Si tous devaient être internés, la situation serait extrêmement problématique pour les familles, mais aussi pour l’économie et le fonctionnement général du pays occupé. Cette perspective est rapidement balayée. Au lendemain de la capitulation, 175.000 soldats belges rentrent chez eux dans une ambiance chaotique. L’armée conserve vaille que vaille sa cohésion. Les postes de commandement fonctionnent à tous les niveaux de la hiérarchie, et l’intendance suit, ce qui explique que la troupe ne s’éparpille pas totalement dans la nature. Début juin, cette armée aux reins brisés reçoit des Allemands l’ordre de se porter vers la zone comprise entre le canal Gand-Terneuzen et le canal de dérivation de la Lys. Le 6 juin, continuant sur sa lancée, l’occupant émet avec son Ordre 8855 les premières directives de « démobilisation », entérinant une décision de principe d’Hitler énoncée le 28 mai précédent : tous les ressortissants d’Eupen-Malmédy-Saint-Vith (un territoire récupéré par le Reich trois semaines auparavant) doivent être libérés immédiatement tandis que les réservistes des provinces flamandes, Bruxelles excepté, peuvent être rendus à leurs familles. Les francophones (Wallons et Bruxellois) doivent être emmenés dans le Reich comme prisonniers de guerre, certaines catégories socioprofessionnelles étant toutefois épargnées pour sauvegarder l’économie du pays occupé.

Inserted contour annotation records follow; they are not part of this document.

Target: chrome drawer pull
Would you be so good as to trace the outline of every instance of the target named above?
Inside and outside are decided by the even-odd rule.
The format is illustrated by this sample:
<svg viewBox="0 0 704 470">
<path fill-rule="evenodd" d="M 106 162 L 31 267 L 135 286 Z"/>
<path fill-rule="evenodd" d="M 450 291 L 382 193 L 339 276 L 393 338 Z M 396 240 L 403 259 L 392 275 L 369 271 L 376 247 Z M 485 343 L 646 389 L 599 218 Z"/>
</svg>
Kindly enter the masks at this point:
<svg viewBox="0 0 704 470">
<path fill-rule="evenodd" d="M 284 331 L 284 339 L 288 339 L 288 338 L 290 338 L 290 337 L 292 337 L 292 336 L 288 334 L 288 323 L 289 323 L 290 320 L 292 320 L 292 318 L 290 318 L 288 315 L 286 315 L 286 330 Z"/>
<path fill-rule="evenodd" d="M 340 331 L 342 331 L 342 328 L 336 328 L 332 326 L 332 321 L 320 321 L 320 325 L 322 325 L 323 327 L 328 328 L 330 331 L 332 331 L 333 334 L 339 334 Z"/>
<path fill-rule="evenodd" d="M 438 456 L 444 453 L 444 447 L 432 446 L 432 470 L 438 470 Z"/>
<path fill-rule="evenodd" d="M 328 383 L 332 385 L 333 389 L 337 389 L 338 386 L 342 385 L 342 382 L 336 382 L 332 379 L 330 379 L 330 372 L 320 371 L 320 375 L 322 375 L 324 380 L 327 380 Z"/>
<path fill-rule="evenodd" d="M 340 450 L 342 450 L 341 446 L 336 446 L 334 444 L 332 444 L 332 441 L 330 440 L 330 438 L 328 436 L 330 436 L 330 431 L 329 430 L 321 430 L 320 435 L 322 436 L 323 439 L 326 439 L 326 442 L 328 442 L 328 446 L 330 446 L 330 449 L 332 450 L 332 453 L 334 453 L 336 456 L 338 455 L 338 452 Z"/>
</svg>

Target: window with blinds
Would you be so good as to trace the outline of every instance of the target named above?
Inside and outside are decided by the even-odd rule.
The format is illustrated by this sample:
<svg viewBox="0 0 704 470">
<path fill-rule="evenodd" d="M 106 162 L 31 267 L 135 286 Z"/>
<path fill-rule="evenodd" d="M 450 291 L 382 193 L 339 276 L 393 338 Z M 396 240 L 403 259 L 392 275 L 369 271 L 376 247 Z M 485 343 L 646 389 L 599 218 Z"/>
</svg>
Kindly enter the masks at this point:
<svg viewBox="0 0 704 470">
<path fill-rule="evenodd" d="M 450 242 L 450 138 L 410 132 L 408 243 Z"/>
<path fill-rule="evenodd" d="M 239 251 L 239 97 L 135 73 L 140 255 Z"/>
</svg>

Dans une note complémentaire, Alexander von Falkenhausen, Gouverneur militaire pour la Belgique et le Nord de la France, va en effet interpréter de manière large et très pragmatique la directive du Führer dans le but d’assurer le « Ruhe und Ordnung » indispensable à son administration. De nombreux francophones vont ainsi échapper à la captivité : les gendarmes, les médecins, les vétérinaires, les ingénieurs et techniciens, les employés des sociétés distributrices de gaz, d’électricité et d’eau, ainsi que les agents de la fonction publique, les membres des services de transport et jusqu’aux ouvriers agricoles et aux mineurs.

 

822-pg-belges-mai-1940.jpg
Institution : CegeSoma
Collection : Prisonniers de guerre britanniques, belges et français, 5/1940.
Légende d'origine : Prisonniers de guerre belges, mai 1940
807-pg-belges-et-franAais-mai-1940.jpg
Institution : CegeSoma
Légende d'origine : Prisonniers de guerre belges et français, juin 1940.

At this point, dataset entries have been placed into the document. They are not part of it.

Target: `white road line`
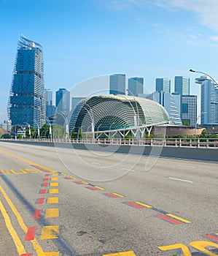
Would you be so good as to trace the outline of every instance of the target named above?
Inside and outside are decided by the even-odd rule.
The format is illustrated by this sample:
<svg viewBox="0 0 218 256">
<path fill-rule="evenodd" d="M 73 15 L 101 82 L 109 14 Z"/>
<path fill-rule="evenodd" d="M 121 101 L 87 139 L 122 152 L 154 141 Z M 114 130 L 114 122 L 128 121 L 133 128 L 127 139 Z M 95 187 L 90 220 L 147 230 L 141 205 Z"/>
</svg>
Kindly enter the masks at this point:
<svg viewBox="0 0 218 256">
<path fill-rule="evenodd" d="M 172 177 L 168 177 L 168 178 L 175 179 L 175 180 L 176 180 L 176 181 L 184 181 L 184 182 L 193 183 L 193 181 L 187 181 L 187 180 L 185 180 L 185 179 L 180 179 L 180 178 L 172 178 Z"/>
</svg>

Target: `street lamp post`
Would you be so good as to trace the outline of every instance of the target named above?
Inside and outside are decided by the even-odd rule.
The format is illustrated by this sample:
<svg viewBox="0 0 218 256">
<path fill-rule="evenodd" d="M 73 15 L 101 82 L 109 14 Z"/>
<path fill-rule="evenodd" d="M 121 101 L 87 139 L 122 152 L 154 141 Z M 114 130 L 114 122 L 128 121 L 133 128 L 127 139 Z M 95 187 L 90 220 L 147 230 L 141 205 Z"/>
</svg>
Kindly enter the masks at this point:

En route vers les Stalags et les Oflags

1940_0260a-stalags-et-oflags-1940-1945.jpg
Institution : Institut Jules Destrée
Droits d'auteur : Portail Wallonie.be (d.r.)
Légende d'origine : Carte des stalags et des oflags 1940-1945
2870-dessin-de-pg.jpg
Institution : CegeSoma
Légende d'origine : Dessin de prisonnier de guerre belge, s.d.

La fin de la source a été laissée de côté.